MCP server for extracting text from images and PDFs using ZhipuAI GLM-OCR.

Usage

{
  "mcpServers": {
    "glm-ocr": {
      "command": "uvx",
      "args": ["glm-ocr-mcp"],
      "env": {
        "ZHIPU_API_KEY": "your_api_key_here",
        "ZHIPU_OCR_API_URL": "https://open.bigmodel.cn/api/paas/v4/layout_parsing"
      }
    }
  }
}

Using with Claude Code

claude mcp add --scope user glm-ocr \
  --env ZHIPU_API_KEY=your_api_key_here \
  --env ZHIPU_OCR_API_URL=https://open.bigmodel.cn/api/paas/v4/layout_parsing \
  -- uvx glm-ocr-mcp

Using with Codex

Add MCP server with command:

codex mcp add glm-ocr \
  --env ZHIPU_API_KEY=your_api_key_here \
  --env ZHIPU_OCR_API_URL=https://open.bigmodel.cn/api/paas/v4/layout_parsing \
  -- uvx glm-ocr-mcp

Tools

The server provides one tool:

  • extract_text: Extract from local file or URL (png, jpg/jpeg, pdf)
    • default returns Markdown text
    • set return_json=true to return structured JSON without md_results (contains page parsing details like bbox_2d, content, label, etc.)

Parameters:

  • file_path: Local file path or URL for png, jpg/jpeg, or pdf
  • base64_data: Optional data URL/base64 payload (use when file_path is unavailable)
  • start_page_id: Optional PDF start page (1-based, only effective for PDF)
  • end_page_id: Optional PDF end page (1-based, only effective for PDF)
  • return_json: Optional boolean, default false. true returns JSON; false returns Markdown.

Examples

# Extract text from local image
extract_text(file_path="./screenshot.png")
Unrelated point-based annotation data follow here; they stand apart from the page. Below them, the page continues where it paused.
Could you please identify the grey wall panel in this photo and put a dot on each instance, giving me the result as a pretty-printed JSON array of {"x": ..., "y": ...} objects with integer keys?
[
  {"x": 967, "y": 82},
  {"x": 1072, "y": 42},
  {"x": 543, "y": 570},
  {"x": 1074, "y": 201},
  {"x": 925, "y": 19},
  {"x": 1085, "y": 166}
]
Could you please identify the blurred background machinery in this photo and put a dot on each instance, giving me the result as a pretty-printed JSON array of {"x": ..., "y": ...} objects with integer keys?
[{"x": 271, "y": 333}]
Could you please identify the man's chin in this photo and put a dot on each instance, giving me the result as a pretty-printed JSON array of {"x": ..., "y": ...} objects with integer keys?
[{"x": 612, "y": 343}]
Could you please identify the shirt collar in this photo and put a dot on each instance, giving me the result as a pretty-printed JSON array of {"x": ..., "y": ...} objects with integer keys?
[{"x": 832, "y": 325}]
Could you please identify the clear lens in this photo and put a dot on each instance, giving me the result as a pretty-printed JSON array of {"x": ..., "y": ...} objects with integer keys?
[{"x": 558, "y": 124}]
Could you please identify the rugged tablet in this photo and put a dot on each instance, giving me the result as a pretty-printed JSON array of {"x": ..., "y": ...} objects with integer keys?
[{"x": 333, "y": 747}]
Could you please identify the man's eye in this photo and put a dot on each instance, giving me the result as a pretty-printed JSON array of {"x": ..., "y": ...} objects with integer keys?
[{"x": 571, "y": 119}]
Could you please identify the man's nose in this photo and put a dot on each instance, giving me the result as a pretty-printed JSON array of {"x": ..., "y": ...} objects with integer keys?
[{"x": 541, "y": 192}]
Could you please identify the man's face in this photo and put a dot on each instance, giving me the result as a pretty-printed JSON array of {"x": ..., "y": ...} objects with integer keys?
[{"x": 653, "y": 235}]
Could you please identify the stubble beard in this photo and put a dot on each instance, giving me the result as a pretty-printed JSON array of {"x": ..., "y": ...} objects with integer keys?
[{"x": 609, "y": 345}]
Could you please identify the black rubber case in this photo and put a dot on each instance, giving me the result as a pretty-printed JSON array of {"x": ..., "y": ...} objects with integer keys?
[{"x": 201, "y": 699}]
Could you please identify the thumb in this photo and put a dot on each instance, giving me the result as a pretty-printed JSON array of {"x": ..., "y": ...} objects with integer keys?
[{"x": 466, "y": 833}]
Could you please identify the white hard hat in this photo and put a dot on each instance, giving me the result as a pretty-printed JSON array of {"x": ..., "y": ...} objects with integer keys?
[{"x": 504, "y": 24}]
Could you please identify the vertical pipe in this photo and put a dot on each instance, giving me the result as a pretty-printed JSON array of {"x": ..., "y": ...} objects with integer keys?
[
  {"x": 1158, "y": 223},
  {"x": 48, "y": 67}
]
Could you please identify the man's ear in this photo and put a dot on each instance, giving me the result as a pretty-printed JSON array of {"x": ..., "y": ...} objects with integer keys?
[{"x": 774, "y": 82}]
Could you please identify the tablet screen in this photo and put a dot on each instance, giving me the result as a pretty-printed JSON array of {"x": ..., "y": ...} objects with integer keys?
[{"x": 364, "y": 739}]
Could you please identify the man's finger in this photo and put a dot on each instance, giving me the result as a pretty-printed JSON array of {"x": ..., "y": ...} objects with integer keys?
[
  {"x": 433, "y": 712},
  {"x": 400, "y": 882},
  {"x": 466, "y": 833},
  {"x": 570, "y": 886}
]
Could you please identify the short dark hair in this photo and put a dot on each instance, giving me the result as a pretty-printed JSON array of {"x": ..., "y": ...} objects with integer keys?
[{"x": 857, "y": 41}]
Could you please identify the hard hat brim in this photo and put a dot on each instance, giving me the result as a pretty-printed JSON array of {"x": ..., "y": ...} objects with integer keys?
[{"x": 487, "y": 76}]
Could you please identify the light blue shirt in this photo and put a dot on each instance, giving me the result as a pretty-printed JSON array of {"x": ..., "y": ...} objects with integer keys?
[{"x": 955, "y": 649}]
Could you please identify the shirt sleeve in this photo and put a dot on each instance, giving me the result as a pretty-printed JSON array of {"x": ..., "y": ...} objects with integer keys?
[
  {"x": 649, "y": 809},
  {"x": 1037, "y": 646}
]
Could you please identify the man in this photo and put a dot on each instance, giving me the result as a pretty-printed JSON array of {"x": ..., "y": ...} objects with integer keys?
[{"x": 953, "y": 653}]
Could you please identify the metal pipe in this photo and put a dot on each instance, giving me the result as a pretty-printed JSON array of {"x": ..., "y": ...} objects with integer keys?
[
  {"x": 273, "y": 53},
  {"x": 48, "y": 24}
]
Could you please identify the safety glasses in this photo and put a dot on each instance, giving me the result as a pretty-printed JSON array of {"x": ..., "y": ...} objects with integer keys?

# Extract text from local PDF
extract_text(file_path="./document.pdf")

# Extract text from URL image
extract_text(file_path="https://example.com/test.jpg")

# Use base64/data URL
extract_text(base64_data="data:image/png;base64,iVBORw0KGgo...")

# Extract structured layout JSON
extract_text(file_path="https://example.com/test.png", return_json=True)

Development

# Create virtual environment
uv venv
source .venv/bin/activate

# Sync dependencies and install current project
uv sync

# Run server for testing
python -m glm_ocr_mcp.server

Windows PowerShell activation:

.venv\Scripts\Activate.ps1

Project Structure

glm-ocr-mcp/
├── pyproject.toml         # Project configuration
├── README.md              # Documentation
├── .env.example           # Environment variable template
├── src/
│   └── glm_ocr_mcp/
│       ├── __init__.py
│       ├── __main__.py    # Entry point
│       ├── ocr.py         # OCR client
│       └── server.py      # MCP server

Project details


Download files

Download the file for your platform. If you're not sure which to choose, learn more about installing packages.

Source Distribution

glm_ocr_mcp-0.1.1.tar.gz (48.4 kB view details)

Uploaded Source

Built Distribution

If you're not sure about the file name format, learn more about wheel file names.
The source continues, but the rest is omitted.